The seasons were water balloon season , to throw at cars . I hit a local in a truck one time and he hit the brakes and chased us , threw a rock at us , scared the shit out of us . Kite season when the local kids would make hexagonal kites out of sticks . There was another season when they would find especially tortuous shaped branches strip the bark from them and catch butterflies and squish them on to the branches to make colorful blossoms . They hunted iguanas all year round with slingshots . Man they were deadly shots with those slingshots . We lived in an apt. building but a lot of the Americans were living large in BIG ole houses with a small staff . There was the Buena Vista Swimming Club , my old man gave me a Bolivar to dive off the high board my second time up . I saw an animated version of "Animal Farm" on the roof projected on an outdoor screen . One slow day at the pool there was a little girl floating face down at the bottom of the deep end . Someone spotted her and they pulled her out and strapped her to this contraption that was like a seesaw stretcher combo . They rocked her back and forth , water spewed from her mouth , she started coughing and she was okay .
The babysitter was a dusky local girl in her white uniform from work . Jet black hair .The poor girl just wanted to sleep but I wouldn't let her . My folks would leave and I would come bounding out of my bedroom and jump on her on the sofa . Man I didn't know what to do with it but I wanted to get close to it . The scent of her , her fragrance . I was ravenous , an intense , unbridled sexual desire , delicious . She made me go back to bed , despite my promises to be good .
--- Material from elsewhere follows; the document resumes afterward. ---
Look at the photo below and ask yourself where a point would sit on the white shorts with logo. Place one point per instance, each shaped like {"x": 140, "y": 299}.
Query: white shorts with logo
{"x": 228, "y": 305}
Two doors down from the apt. driveway was a local family 4-5 kids . I only knew a few phrases of Spanish and they knew even less English but I felt as much at home there as I did with my folks . I would go over and knock on the door and walk in . Freddy was the oldest one of the kids , he was in the eighth grade . So about 4-5 years older than me and his siblings , He looked out for all the younger kids . He wasn't an aggressive Alpha . He was like Gary Cooper , he wasn't bad but the bad didn't f**k with him . When my folks decided to split up my old man flew me up to Ohio to unload me on his parents . At the airport he left me in the car by myself (can you imagine that today?) while he went in to do something . I'm just sitting there in my usual state of carelessness when suddenly there is someone at the window , it was Freddy , he had made his way across town to say goodbye and give me a present , a top . You know one of those tops you wrap a string around and throw on the ground . More of a heartfelt send off than I got from either my sire or my dam .
That must be the reason I'm a NAZI at heart , if they were trying to kill Ramon they couldn't have been all bad , you feel me ?Replies: @Old Prude, @Corn, @Kyle
That’s a fantastic story. Were you looking up the teachers skirt? How did you know that?